O exame necroscópico foi determinado pela Procuradoria de Salerno e está previsto para ser realizado hoje à tarde pelo médico-legal Gabriele Casaburi. Os investigadores aguardam do laudo informações precisas sobre a dinâmica do crime e a cronologia dos ferimentos.
Em observações preliminares sobre o corpo, os peritos identificaram um traumatismo craniano compatível com um golpe contundente. Fontes técnicas envolvidas no caso apontam, porém, que esse ferimento inicial não seria compatível com um impacto de arma de fogo — hipótese que, segundo os próprios investigadores, só poderá ser confirmada após os exames forenses completos e os exames complementares.

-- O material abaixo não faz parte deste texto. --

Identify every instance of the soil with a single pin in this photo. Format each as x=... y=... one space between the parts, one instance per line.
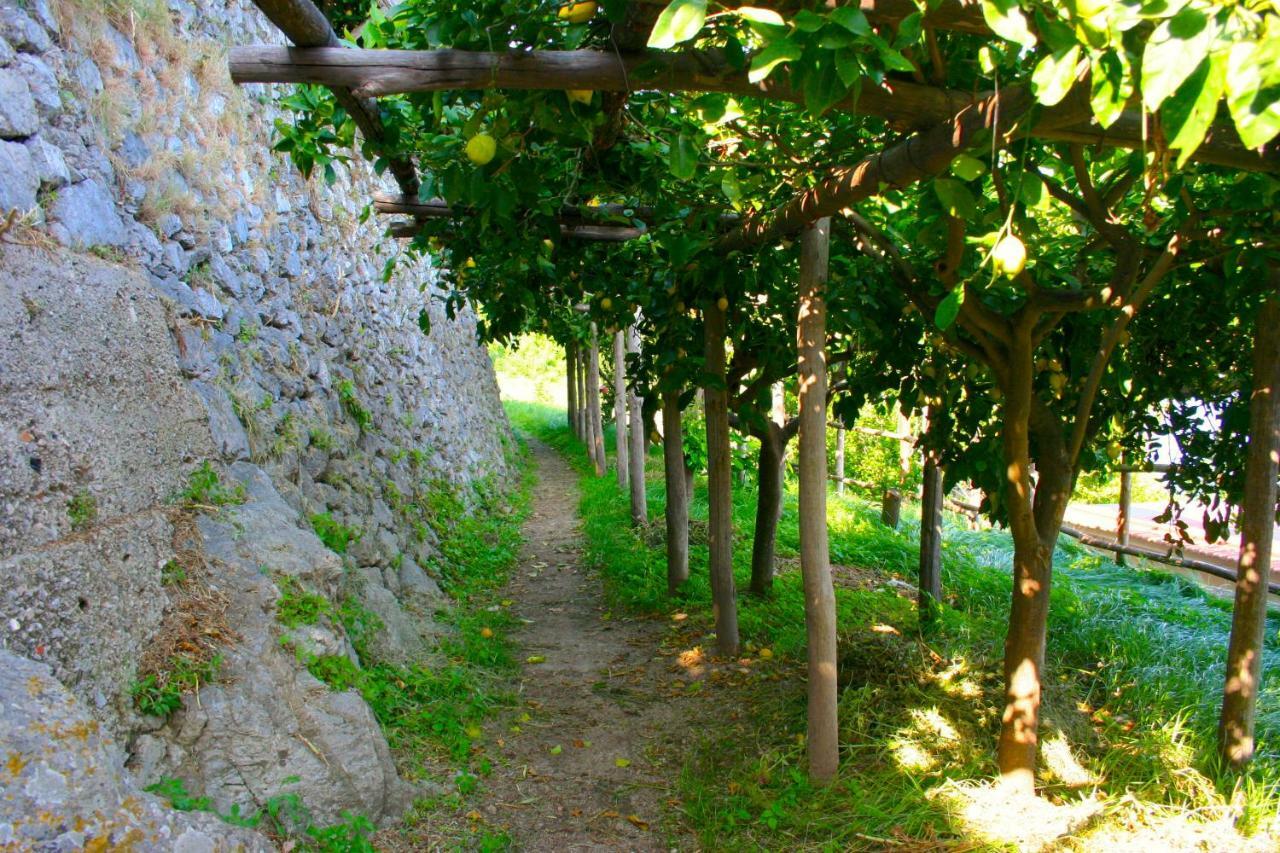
x=592 y=696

Outro foco central da apuração é a relação profissional do jornalista. A Arpac Campania (Agência Regional para a Proteção Ambiental da Campânia) emitiu nota oficial negando qualquer vínculo empregatício com Esposito, seja como funcionário ou dirigente. "A pessoa indicada não consta como titular de um vínculo de trabalho com Arpac, nem como dipendente né come dirigente", diz o comunicado. O órgão reafirmou ainda que não há qualquer relação de natureza profissional entre a agência e o jornalista, que, segundo a Arpac, é completamente estranho às atividades do ente.
Contrapondo a versão institucional, amigos e colegas relataram às autoridades que, ao longo dos anos, Esposito dizia trabalhar para a Arpac Campania. Afirmava ter ingressado por concurso e desempenhado atividades de fiscalização e controle ambiental em áreas do Casertano e da Irpinia. A negativa oficial surpreendeu pessoas próximas ao jornalista, motivando investigações sobre as razões por trás dessa alegação.
Os investigadores buscam esclarecer se se tratava de uma representação fictícia construída ao longo do tempo ou se essa autodeclaração possui relação direta com aspectos pessoais e profissionais da vítima. O trabalho inclui o cruzamento de testemunhos, checagem documental e verificação de ações administrativas nos arquivos da agência.
Em paralelo, o Ordine dei Biologi della Campania e del Molise informou, por meio de seu presidente Arnolfo Petruzziello, que Esposito não está inscrito no registro profissional do conselho regional, portanto sem qualquer vínculo formal com a entidade. O Ordine expressou "profundo desgosto" pelo ocorrido e se solidarizou com a família e com a comunidade jornalística.
As autoridades também analisaram o veículo de Esposito, estacionado a curta distância do local onde o corpo foi encontrado. Os carabineiros da companhia de Eboli recolhem imagens de câmeras ao longo da via interpoderal por onde o jornalista teria trafegado, além de mapear trajetos e contatos recentes. A investigação segue em fase inicial, com foco no levantamento de provas forenses e no cruzamento de fontes para reconstruir a última fase da vida do profissional.
O exame pericial de hoje é considerado, por investigadores e peritos forenses, o passo técnico capaz de transformar suspeitas em evidências integradas ao inquérito. A expectativa é que o laudo inicial ofereça elementos objetivos para orientar as próximas diligências.
Apuração in loco, cruzamento de fontes e laudos técnicos: é assim, nos termos dos fatos brutos, que a investigação procura traduzir a realidade deste caso.